Он боялся того, что мог увидеть и что означало провал. Полный провал десятилетий работы.
Четыре человека были посажены на колья, вделанные между булыжниками площади. На тонкие металлические колья – такие, чтобы человек умер не сразу. Колья были в засохшей крови. И булыжник. И люди.
НЕ ТЕ, кого он боялся увидеть.
Немой испытал кощунственное облегчение, когда понял это.
Он не знал никого из умерших на этой площади. Ни могучего сложения мужчину лет тридцати с огненно-рыжей бородой. Ни другого – помладше и пониже ростом. Ни седого старика с обожженными ногами. Ни коротко подстриженного мальчика примерно лет четырнадцати. Отсюда, с края площади, он видел белые лица казненных, запрокинутые вверх, к небу, залитые кровью рты. Видел пыльные, остановившиеся глаза. Видел одинаковые позы, характерные для принявших смерть на колу – руки вытянуты вдоль тела, ноги чуть расставлены и выпрямлены последней судорогой.
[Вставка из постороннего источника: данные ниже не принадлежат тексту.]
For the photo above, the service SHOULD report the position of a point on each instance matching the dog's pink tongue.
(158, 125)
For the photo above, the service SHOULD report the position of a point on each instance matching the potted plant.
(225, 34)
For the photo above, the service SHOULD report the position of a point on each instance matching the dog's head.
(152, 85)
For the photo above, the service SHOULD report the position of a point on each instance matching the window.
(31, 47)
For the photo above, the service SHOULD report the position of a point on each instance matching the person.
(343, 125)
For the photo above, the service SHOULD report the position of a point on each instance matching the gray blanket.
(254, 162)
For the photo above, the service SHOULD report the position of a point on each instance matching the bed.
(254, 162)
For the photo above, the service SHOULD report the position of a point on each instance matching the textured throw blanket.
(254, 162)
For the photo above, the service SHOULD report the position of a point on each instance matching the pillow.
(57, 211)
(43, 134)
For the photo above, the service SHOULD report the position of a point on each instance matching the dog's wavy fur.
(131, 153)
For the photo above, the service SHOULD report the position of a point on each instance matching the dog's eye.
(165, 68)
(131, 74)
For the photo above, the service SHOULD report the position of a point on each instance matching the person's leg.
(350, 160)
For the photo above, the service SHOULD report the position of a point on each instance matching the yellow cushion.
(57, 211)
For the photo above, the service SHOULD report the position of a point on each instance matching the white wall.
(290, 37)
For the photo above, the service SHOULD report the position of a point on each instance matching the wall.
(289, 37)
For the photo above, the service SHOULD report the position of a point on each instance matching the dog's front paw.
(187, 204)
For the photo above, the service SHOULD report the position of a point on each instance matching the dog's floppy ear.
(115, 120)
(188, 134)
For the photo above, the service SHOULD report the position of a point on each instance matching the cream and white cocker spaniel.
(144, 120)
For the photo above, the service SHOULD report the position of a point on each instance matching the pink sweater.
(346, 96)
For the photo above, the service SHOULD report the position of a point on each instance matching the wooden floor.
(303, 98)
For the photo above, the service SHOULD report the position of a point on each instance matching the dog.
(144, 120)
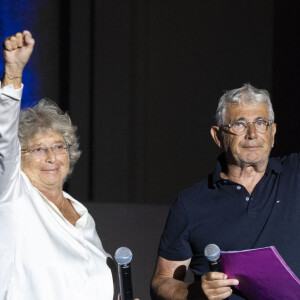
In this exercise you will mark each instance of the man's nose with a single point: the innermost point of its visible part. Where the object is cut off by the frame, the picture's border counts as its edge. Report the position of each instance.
(251, 130)
(50, 155)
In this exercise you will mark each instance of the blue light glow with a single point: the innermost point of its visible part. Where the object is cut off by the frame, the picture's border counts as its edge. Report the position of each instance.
(16, 16)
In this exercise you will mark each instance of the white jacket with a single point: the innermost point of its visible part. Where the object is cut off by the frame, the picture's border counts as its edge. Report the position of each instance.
(42, 255)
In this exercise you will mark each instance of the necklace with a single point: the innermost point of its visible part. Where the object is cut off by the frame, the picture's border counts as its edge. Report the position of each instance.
(62, 204)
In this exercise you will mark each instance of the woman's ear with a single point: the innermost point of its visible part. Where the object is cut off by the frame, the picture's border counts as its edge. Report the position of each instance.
(216, 135)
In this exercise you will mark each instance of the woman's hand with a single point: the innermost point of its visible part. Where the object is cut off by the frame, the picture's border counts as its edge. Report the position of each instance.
(17, 50)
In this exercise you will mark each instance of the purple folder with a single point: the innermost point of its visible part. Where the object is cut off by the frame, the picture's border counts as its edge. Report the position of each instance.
(262, 273)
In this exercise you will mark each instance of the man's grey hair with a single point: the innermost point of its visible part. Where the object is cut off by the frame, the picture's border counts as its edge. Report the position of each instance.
(246, 94)
(44, 116)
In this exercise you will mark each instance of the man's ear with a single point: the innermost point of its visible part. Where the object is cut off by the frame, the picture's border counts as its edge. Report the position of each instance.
(216, 134)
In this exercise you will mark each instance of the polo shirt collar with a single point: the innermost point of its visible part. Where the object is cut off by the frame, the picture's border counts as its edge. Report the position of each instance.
(274, 165)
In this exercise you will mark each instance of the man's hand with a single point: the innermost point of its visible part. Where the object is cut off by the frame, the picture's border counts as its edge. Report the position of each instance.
(216, 286)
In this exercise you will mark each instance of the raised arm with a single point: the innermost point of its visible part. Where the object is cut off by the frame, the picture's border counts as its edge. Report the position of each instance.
(168, 283)
(17, 50)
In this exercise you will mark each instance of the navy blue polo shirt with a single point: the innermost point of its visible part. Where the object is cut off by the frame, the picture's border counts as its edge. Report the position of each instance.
(222, 212)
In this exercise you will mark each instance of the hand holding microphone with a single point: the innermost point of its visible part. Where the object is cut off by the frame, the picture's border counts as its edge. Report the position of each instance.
(123, 257)
(215, 284)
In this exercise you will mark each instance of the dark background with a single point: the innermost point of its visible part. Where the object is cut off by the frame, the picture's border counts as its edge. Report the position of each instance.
(141, 80)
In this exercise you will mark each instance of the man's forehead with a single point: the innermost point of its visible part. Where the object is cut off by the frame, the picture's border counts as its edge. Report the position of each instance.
(247, 111)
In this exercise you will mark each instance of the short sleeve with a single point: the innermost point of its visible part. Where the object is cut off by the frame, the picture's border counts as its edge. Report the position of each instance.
(174, 243)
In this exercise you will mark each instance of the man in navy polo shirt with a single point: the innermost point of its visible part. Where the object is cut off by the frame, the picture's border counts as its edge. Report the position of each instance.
(250, 201)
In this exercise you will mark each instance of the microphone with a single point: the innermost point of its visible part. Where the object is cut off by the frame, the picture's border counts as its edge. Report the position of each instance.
(123, 257)
(212, 253)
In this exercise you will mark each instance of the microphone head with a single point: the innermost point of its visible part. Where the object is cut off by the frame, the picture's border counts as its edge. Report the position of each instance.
(123, 256)
(212, 252)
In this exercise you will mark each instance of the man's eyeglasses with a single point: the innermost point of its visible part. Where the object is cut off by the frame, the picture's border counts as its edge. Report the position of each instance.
(239, 127)
(40, 151)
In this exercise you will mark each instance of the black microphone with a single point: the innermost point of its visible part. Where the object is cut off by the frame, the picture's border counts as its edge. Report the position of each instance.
(212, 252)
(123, 257)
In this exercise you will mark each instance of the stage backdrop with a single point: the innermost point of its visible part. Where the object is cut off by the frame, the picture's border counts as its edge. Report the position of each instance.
(141, 80)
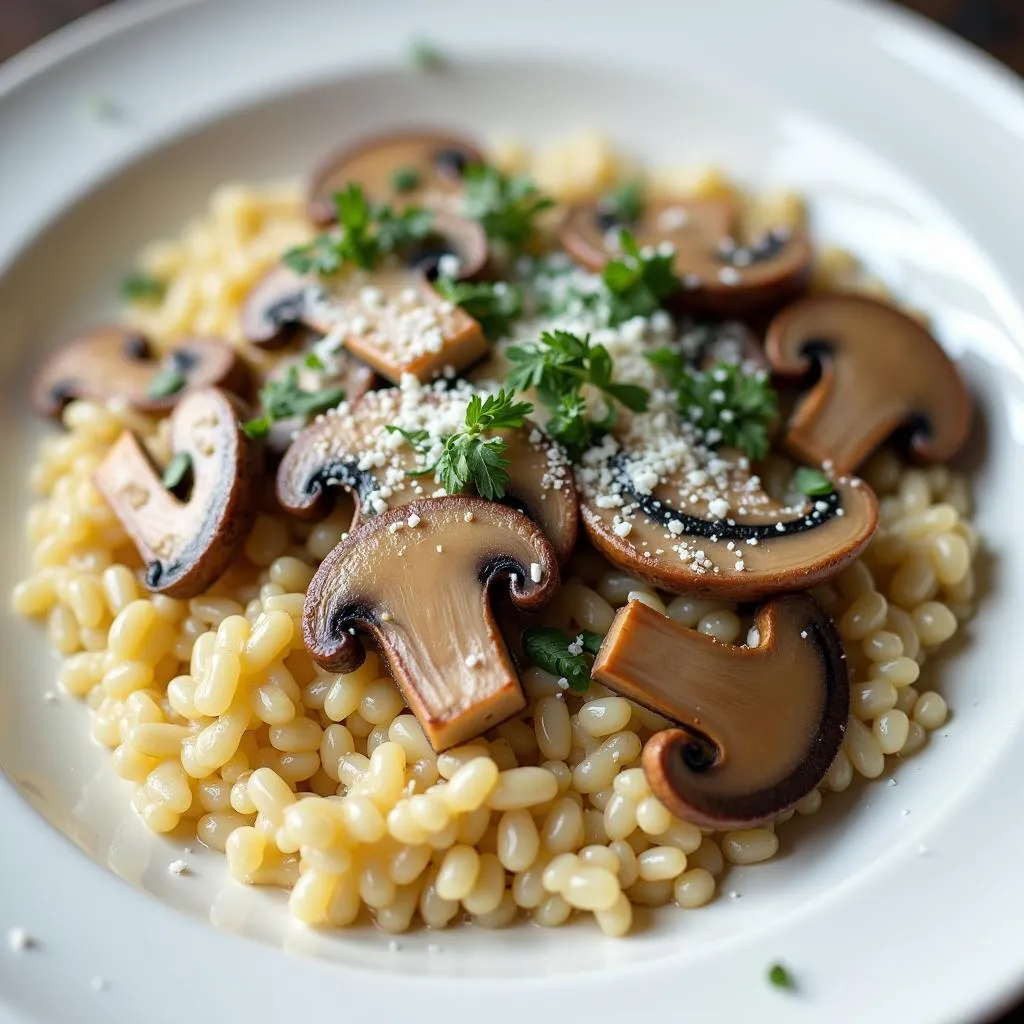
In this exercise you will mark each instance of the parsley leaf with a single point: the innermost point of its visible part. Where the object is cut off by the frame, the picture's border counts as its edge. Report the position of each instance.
(495, 306)
(141, 287)
(549, 648)
(726, 403)
(505, 206)
(639, 282)
(467, 457)
(558, 367)
(812, 482)
(365, 235)
(625, 203)
(284, 399)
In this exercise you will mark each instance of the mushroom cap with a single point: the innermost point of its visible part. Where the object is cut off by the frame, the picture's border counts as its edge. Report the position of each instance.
(880, 371)
(720, 276)
(694, 521)
(116, 361)
(351, 446)
(759, 727)
(418, 579)
(186, 545)
(438, 158)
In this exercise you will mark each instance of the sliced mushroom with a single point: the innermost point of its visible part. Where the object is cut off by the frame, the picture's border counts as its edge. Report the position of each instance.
(419, 579)
(351, 448)
(391, 317)
(720, 275)
(880, 371)
(118, 363)
(759, 727)
(434, 161)
(186, 545)
(662, 506)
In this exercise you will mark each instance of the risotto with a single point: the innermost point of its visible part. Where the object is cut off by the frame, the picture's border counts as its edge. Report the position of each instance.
(310, 768)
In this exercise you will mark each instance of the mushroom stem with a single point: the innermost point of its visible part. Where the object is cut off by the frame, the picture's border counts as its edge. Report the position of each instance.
(759, 727)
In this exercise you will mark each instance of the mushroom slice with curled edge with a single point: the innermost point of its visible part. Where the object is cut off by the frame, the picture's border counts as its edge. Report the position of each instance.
(352, 448)
(118, 363)
(419, 580)
(880, 371)
(186, 545)
(422, 168)
(392, 318)
(660, 505)
(720, 275)
(759, 727)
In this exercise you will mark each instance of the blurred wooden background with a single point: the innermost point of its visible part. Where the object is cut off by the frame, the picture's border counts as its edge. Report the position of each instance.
(997, 26)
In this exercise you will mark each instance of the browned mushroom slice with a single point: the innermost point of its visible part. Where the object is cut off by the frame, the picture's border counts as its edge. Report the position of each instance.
(419, 580)
(421, 168)
(759, 727)
(720, 275)
(351, 448)
(692, 521)
(115, 361)
(880, 371)
(186, 545)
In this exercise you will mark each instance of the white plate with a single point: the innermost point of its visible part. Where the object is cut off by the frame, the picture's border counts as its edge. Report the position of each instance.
(910, 147)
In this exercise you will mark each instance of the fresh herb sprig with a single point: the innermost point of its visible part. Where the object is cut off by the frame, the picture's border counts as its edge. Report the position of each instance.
(567, 657)
(495, 305)
(365, 235)
(639, 282)
(468, 457)
(558, 367)
(506, 206)
(728, 404)
(284, 399)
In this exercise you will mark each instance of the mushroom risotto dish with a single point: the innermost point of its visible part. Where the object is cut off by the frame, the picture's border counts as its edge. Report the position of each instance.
(500, 537)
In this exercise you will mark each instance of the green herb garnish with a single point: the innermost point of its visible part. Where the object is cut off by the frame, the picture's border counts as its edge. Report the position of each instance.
(639, 282)
(624, 203)
(425, 56)
(467, 457)
(728, 406)
(406, 179)
(505, 206)
(495, 306)
(284, 399)
(812, 482)
(559, 366)
(141, 287)
(166, 382)
(365, 235)
(176, 470)
(568, 658)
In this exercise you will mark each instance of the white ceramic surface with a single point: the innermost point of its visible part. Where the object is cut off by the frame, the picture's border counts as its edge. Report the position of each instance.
(910, 147)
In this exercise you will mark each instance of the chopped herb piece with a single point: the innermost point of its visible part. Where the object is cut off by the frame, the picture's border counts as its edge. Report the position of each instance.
(284, 399)
(505, 206)
(558, 367)
(406, 179)
(141, 287)
(812, 482)
(467, 457)
(728, 406)
(549, 648)
(495, 306)
(168, 381)
(425, 56)
(364, 236)
(639, 282)
(176, 470)
(625, 203)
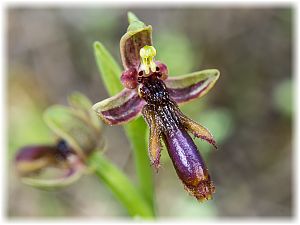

Немой пожалел, что уже давно не верит ни в каких богов. Иначе он непременно помолился бы. Трудно верить в богов, живя здесь. Впрочем, Христос принимает всех. И утешение дарует всем. А в обмен забирает одно только – желание бороться ЗДЕСЬ, на этой земле, в этой жизни.
Недаром эту веру так поощряют данваны.
* * *
Когда Немой добрался до полуподвала, над дверью которого висела доска с изображением факела и надписью глаголицей: «Ночной огонек», то уже совсем стемнело. Он пригнулся и вошел внутрь по ступенькам, заросшим в углах у стены мохом.
«Ночной огонек» больше напоминал берлогу ведьмака, а то и что почище. Но сейчас тут не было обычного люда – беглых рабов, разных перехожих из леса, нищеты с окраин… Для всей этой публики было еще слишком рано.
Хозяин смерил клиента скучающим взглядом, но все же придал своему разбойничьему лицу максимально приветливое выражение – даже вышел из-за грязного прилавка, на котором удобно отдыхало его брюхо.
– На площади был, – вместо приветствия сказал Немой.
– На той, где четыре трона стоят? – спросил хозяин. – Знаем, видели… Сидеть на тех тронах колко, да только тех, кто на них садится, народ повыше Капитана ставит. Жаль только, что сойти с тех тронов своими ногами никому не пришлось…
– А ты, Чреватый, не меняешься, – тихо бросил Немой.
Лицо хозяина осталось прежним, лишь чуточку сузились зеленоватые глаза, и через секунду он так же негромко спросил:
– Немой? Зато ты поменялся, не узнать… Так это тебя ждут? – Немой наклонил голову. – Тогда пошли, чего стоять-то?
Он неожиданно быстро заспешил за стойку, нырнул, отодвинув серый занавес из некрашеного льна, в низкую дверь. Немой, быстро оглянувшись, скользнул за ним, почти упершись в спину корчмаря – тихо пыхтя, тот с натугой отводил в сторону рожок масляного светильника, вделанный в стену короткого коридорчика. Послышался тихий лязг – и небольшой квадрат стены ушел в темноту, открыв лаз, в который Немой ловко и без промедления юркнул, ухитрившись не звякнуть, не лязгнуть и не зацепиться ничем из своей амуниции. Он услышал, как корчмарь за спиной отпустил рожок – и стало темно.